Like every other corporation, auto companies are using AI and other emerging technologies to replace, surveil and speedup labor in every way imaginable. Machine learning allows for an algorithmic modelling of collective knowledge, which records individual behaviors, community life, and even cultural heritage at scale. Thus, the same people making the argument that tariffs will benefit workers are usually the same people complaining that AI is going to take everybody’s jobs. Go figure.
In the 1980s, many auto workers engaged in “Buy American” campaigns, smashing Toyotas with sledgehammers and intimidating anybody who dared drive a car made outside of the US. Critics at the time noted that many Toyotas actually have more parts made in the US than Ford’s or Chevy’s. Therefore, workers allying with Ford, GM and Chrysler against Japanese workers and auto corporations made little sense.
Instead, many labor theorists argued that since capital is international, labor must also be international. Ford, for example, gives not one iota where a car is produced as long as it aids profit margins. They shift production back and forth between various countries in order to whipsaw and outmaneuver labor unions. Thus, the only effective resistance lay in organizing internationally with workers in say Japan, Mexico, China, Canada, Vietnam, England, Germany and so forth, in order to combat increasingly mobile capital. If workers in the US go on strike, but keep working in Britain and Vietnam, then the corporation will just move production there.
It is impossible to get inside Donald Trump or Howard Lutnick’s head and understand what this move is really about. But helping workers? Give me a break. Many of these high-tech plants will require little human capital, and most of the jobs will be so advanced they may have to be filled by H1-B visa holders, which the Trump administration and its backers in Silicon Valley have embraced. 3D printing and AI will allow for customizable manufacturing in Chicago, as opposed to the Philippines, fundamentally reshaping global supply chains. Bringing chip production back from Taiwan is a safe bet given the threat of a Chinese invasion.
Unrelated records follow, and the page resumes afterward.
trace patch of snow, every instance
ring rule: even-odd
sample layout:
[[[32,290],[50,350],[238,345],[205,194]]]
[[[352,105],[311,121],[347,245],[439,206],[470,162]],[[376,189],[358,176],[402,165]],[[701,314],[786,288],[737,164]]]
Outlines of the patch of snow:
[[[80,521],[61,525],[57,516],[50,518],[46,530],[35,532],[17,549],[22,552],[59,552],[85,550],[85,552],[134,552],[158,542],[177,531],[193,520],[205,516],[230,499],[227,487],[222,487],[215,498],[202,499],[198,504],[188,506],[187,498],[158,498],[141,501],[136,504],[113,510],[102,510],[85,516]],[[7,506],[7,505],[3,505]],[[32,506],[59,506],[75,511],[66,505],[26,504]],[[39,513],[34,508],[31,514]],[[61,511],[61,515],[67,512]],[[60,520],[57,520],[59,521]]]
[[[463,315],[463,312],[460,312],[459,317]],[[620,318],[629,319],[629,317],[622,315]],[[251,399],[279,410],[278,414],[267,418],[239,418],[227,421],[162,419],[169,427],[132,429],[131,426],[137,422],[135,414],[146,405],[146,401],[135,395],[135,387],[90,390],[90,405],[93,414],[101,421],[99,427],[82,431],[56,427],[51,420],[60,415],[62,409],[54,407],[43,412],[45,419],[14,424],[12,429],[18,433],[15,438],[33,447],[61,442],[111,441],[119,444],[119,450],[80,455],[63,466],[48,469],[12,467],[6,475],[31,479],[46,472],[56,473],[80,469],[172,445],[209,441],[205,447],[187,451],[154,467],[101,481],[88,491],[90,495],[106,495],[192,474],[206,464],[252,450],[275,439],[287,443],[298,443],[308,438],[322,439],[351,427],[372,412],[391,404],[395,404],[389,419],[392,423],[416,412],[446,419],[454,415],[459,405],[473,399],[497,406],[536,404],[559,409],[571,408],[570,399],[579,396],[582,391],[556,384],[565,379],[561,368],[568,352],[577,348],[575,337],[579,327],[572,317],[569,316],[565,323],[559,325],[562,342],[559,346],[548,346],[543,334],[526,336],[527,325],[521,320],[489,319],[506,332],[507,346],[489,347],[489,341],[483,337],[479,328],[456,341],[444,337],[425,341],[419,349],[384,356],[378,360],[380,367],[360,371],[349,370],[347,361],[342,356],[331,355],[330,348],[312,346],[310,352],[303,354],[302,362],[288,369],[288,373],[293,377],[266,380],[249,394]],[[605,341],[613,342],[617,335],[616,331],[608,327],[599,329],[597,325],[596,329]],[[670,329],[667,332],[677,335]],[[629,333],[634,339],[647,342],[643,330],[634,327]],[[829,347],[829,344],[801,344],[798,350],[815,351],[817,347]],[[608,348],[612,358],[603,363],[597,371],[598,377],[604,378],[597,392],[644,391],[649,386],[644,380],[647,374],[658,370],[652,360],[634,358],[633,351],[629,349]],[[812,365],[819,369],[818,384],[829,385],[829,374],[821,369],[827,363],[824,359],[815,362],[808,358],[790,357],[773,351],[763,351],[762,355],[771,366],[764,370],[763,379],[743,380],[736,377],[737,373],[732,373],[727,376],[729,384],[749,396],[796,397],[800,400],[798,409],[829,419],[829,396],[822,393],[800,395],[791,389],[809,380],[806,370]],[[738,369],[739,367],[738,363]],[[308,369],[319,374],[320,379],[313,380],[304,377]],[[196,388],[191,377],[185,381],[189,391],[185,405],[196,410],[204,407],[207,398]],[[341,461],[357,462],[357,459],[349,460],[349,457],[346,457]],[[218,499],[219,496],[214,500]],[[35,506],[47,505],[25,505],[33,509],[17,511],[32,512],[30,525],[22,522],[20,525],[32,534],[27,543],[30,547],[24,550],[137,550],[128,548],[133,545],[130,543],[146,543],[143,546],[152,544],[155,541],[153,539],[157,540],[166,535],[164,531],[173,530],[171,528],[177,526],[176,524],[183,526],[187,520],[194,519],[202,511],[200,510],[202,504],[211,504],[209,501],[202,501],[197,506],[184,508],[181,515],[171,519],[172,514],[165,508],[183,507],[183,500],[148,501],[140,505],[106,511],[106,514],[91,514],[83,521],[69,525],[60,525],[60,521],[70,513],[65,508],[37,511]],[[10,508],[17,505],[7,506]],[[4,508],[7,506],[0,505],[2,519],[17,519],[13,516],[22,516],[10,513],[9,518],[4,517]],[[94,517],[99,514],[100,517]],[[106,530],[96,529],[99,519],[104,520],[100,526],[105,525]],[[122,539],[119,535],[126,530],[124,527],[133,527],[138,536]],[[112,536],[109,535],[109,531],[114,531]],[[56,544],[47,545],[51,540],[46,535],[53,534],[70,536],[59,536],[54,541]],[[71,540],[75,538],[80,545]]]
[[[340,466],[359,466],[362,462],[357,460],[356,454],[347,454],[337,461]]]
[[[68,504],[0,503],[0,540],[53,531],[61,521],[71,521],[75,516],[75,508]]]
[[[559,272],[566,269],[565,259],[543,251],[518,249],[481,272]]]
Apple and Google will probably pour billions of more dollars into the US.
When Chinese statesman Chou Enlai was asked in 1970 what he thought of the French Revolution, which occurred in 1789, he said it is “too soon to tell.” In 2025, commentators are looking for a scoop on higher prices or laid off workers the day after, as if such developments are indicative of anything significant. Why not give it a week, if not a month? Smartphones are ruining everything.
Yet many are finally beginning to realize that, unless they are a wealthy tech entrepreneur or financier, this has nothing to do with them. The reason is because everything they can do, somebody else can do better and cheaper. For American workers, that somebody used to be a person toiling away in a Chinese sweatshop. In the near future if not already, it will be a robot. Not only will the rich get richer, but they will have manufactured consent amongst workers for their own obsolescence. Brilliant.